M. Du Laurens rose slowly to his feet, and, to my amazement,
dealt the prostrate man a hearty kick; bidding him at the same
time to rise. "Get up, fool! Get up," he continued harshly, yet
with a ring of triumph in his voice, "all you have got is the
colic, and it is no more than you deserve. Get up, I say, and
beg his Majesty's pardon!"

"But," the King remonstrated in a tone of anger, "the man is
dying!"

"He is no more dying than you are, sire," the other answered.
"Or, if he is, it is of fright. There, he can stand as well as
you or I!"

And to be sure, as he spoke, La Trape scrambled to his feet, and
with a mien between shame and doubt stood staring at us, the very
picture of a simpleton. It was no wonder that his jaw fell and
his impudent face burned; for the room shook with such a roar of
laughter, at first low, and then as the King joined in it,
swelling louder and louder, as few of us had ever heard, Though I
was not a little mortified by the way in which we had deceived
ourselves, I could not help joining in the laugh; particularly as
the more closely we reviewed the scene in which we had taken
part, the more absurd seemed the jest. It was long before
silence could be obtained; but at length Henry, quite exhausted
by the violence of his mirth held up his hand. I seized the
opportunity.

"Why, you rascal!" I said, addressing La Trape, who did not know
which way to look, "where are the ten crowns of which you
defrauded the scullion?"

"To be sure," the King said, going off into another roar. "And
the third puppy?"

"Yes," I said, "you scoundrel; and the third puppy?"

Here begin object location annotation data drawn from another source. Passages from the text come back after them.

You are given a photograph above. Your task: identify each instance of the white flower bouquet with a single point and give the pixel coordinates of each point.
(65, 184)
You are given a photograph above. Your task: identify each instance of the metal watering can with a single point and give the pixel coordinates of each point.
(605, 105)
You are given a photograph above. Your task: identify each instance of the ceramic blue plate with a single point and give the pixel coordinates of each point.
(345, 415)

"Ay, and the gipsy girl?" the King continued. "The butler's
wench, what of her? And of your evil living? Begone, begone,
rascal!" he continued, falling into a fresh paroxysm, "or you
will kill US in earnest. Would nothing else do for you but to
die in my chamber? Begone!"

I took this as a hint to clear the room, not only of La Trape
himself but of all; and presently only I and Du Laurens remained
with the King. It then appeared that there was still a mystery,
and one which it behoved us to clear up; inasmuch as Du Laurens
took the cat's death very seriously, insisting that it had died
of poison administered in a most sinister fashion, and one that
could not fail to recall to our minds the Borgian popes. It
needed no more than this to direct my suspicions to the
Florentines who swarmed about the Queen, and against whom the
King had let drop so many threats. But the indisposition which
excitement had for a time kept at bay began to return upon me;
and I was presently glad to drop the subject; and retire to my
own apartments, leaving the King to dress.

Consequently, I was not with him when the strange discovery which
followed was made. In the ordinary course of dressing, one of
the servants going to the fire-place to throw away a piece of
waste linen, thought that he heard a rat stir among the boughs.
He moved them, and in a moment a small snake crawled out, hissing
and darting out its tongue. It was killed, and then it at once
occurred to the King that he had the secret of the cat's death.
He came to me hot-foot with the news, and found me with Du
Laurens who was in the act of ordering me to bed.

I confess that I heard the story almost with apathy, so ill was
I. Not so the physician. After examining the snake, which by
the King's orders had been brought for my inspection, he
pronounced that it was not of French origin. "It has escaped
from some snake-charmer," he said.

The King seemed to be incredulous.

"I assure you that I speak the truth, sire," Du Laurens
persisted.

"But how then did it come in my room?"

"That is what I should like to know, sire," the physician
answered severely; "and yet I think that I can guess. It was put
there, I fancy, by the person who sent up the milk to your
chamber."

"Why do you say so?" Henry asked

"Because, sire, all snakes are inordinately fond of milk."

"Ah!" the King said slowly, with a change of countenance and a
shudder which he could not repress; "and there was milk on the
floor in the morning."

"Yes, sire; on the floor, and beside the head of your bed."

But at this stage I was attacked by a fit of illness so severe
that I had to break in on the discussion, and beg the King to
withdraw. The sickness increased on me during the day, and by
noon I was prostrate, neither taking interest in anything, nor
allowing others, who began to fear for my life, to divert their
attention. After twenty-four hours I began to mend, but still
several days elapsed before I was able to devote myself to
business; and then I found that, the master-mind being absent,
and the King, as always, lukewarm in the pursuit, nothing had
been done to detect and punish the criminal.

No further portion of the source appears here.